Da una settimana per noi italiani sono finiti gli europei, coronati sabato scorso, dopo una partita al cardiopalma, dagli infelici rigori di Zaza e Pellé. Anche la Germania giovedì è stata (con nostra malcelata soddisfazione) eliminata, e domani sera con la finale Portogallo-Francia calerà definitivamente il sipario su questi europei di calcio 2016.

A una settimana dalla nostra eliminazione, dunque, sembra tornato tutto calmo per le vie del nostro Paese, l’aria si è fatta nuovamente distesa (o rassegnata?), ognuno ha ripreso le sue occupazioni quotidiane, dopo settimane di strombazzamenti, cori, inni urlati, mano al cuore, in preda a patriottico furore. E questo è quello che parallelamente è accaduto pian piano in seguito alle varie eliminazioni in tutti gli altri paesi europei, rimanendo oggi accese ancora soltanto le fiammelle della Francia e del Portogallo, pronte a spegnersi anch’esse nel giro delle prossime 48 ore.

Per un mesetto abbiamo visto risvegliarsi l’”Europa dei popoli”, l’Europa delle identità e delle comunità nazionali, un’Europa dalla storia plurimillenaria, messa al servizio di una manciata di partite di calcio. Improvvisamente sono state messe da parte tutte le retoriche europeiste, egualitariste, neoterzomondiste, secondo  cui gli orgogli nazionali sarebbero brutte bestie da aborrire, e l’Europa stessa è diventata per qualche settimana campo di accese dispute nazionali, seppur a base calcistica. Ogni sera davanti alla televisione gli italiani e gli europei uscendo dall’anonimato hanno calzato i panni di sedicenti patrioti, inaspettatamente orgogliosi della loro nazione e della loro squadra, improvvisamente impazienti di intonare, ben calati nella parte, l’inno nazionale a inizio partita. Si l’inno nazionale, quello che da noi al ritornello fa “poropò, poropò…”, quello che nessuno conosce oltre la prima inflazionata strofa.

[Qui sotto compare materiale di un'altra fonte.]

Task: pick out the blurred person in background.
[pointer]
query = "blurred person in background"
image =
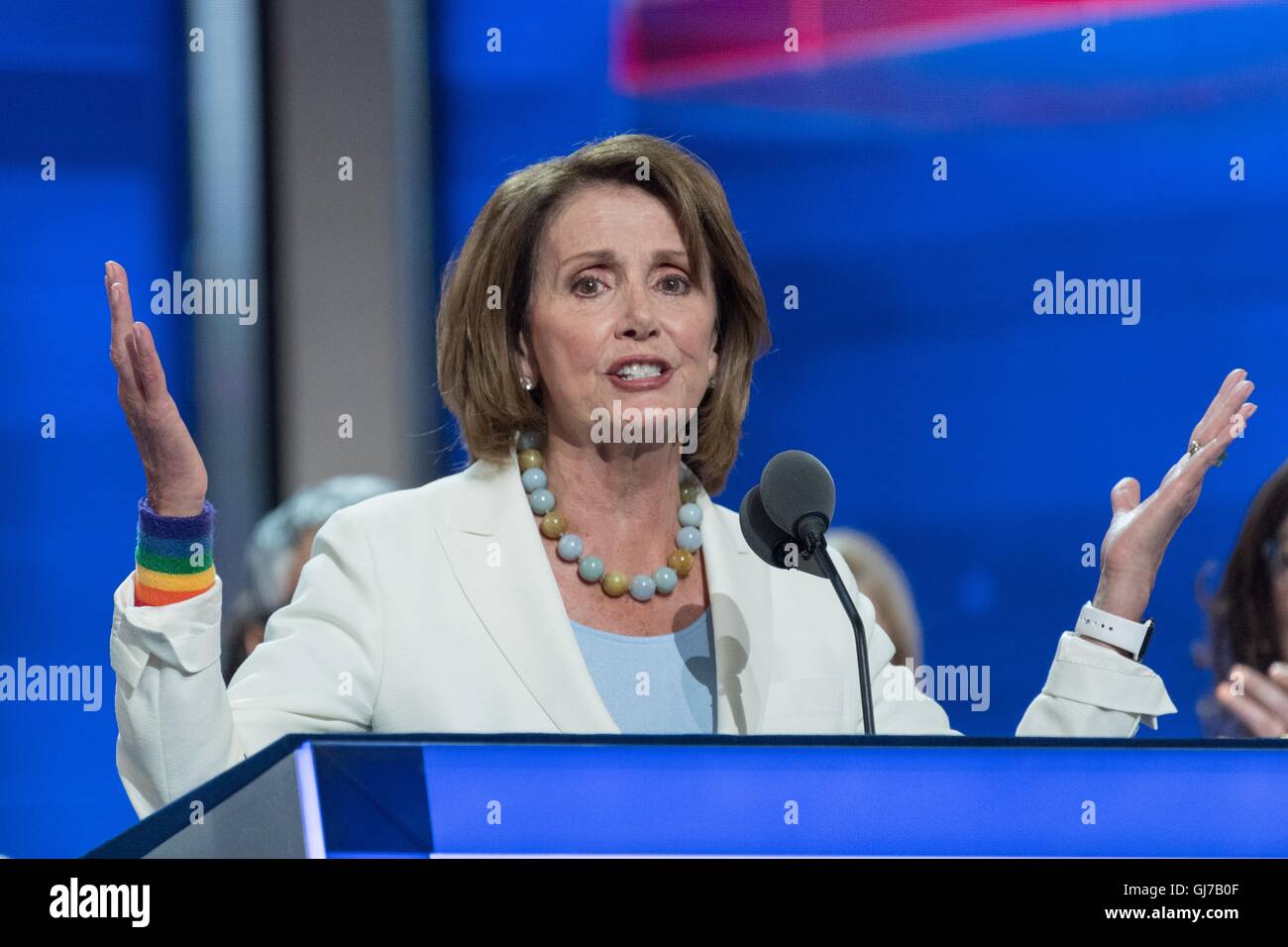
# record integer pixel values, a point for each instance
(471, 605)
(1248, 625)
(278, 548)
(880, 579)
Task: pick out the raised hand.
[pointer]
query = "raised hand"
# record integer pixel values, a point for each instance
(1262, 701)
(175, 474)
(1138, 532)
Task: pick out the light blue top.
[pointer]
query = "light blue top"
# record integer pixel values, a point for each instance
(660, 684)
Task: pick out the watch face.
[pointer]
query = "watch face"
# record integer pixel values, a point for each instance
(1144, 642)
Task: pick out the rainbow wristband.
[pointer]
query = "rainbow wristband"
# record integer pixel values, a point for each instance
(174, 558)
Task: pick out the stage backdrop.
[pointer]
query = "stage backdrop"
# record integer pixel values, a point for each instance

E adesso, a poche ore dalla conclusione degli europei, cosa è rimasto di quest’Europa nazionale, sovrana, orgogliosa delle sue identità? Cosa è rimasto di quell’Italia che chioccia l’inno di Mameli davanti alla partita, sventolando orgogliosa il tricolore? Dopo che la furia degli ultras ha danneggiato svariate città, dopo che gli italiani e gli europei si sono infervorati a non finire davanti alla televisione e poi al bar con gli amici? Cosa è rimasto di tutto questo? Niente. Già oggi, ma ancor di più da lunedì tornerà la solita Europa delle banche, dei poteri forti, dello spread, dell’accoglienza incondizionata tesa ad abbassare il costo del lavoro, del liberismo forsennato, dei mini-jobs che ci obbligano a competere con la Germania. Tornerà l’Italia di coloro che hanno accolto come buona la riforma distruggi-lavoro, l’Italia prona e pronta a eseguire i diktat europei lacrime e sangue, l’Italia che bolla come pericoloso nazionalista e fascista chiunque osi esumare quell’orgoglio nazionale al di fuori del contesto calcistico.

Ma poi vogliamo credere davvero che le sopite coscienze nazionali risvegliate dai campionati europei abbiano un qualcosa di autentico e più profondo, oltre il giuoco del calcio? Purtroppo in realtà si tratta soltanto di feticci sventolati senza consapevolezza, con un fervore che se incanalato nella direzione giusta potrebbe davvero far cambiare una volta per tutte questa brutta Europa malriuscita, ma che viene esibito soltanto in circostanze simili, senza voler nulla togliere al lecito orgoglio sportivo di una nazione. Ma probabilmente per una nazione, per un popolo, prima dell’orgoglio sportivo viene altro. O no?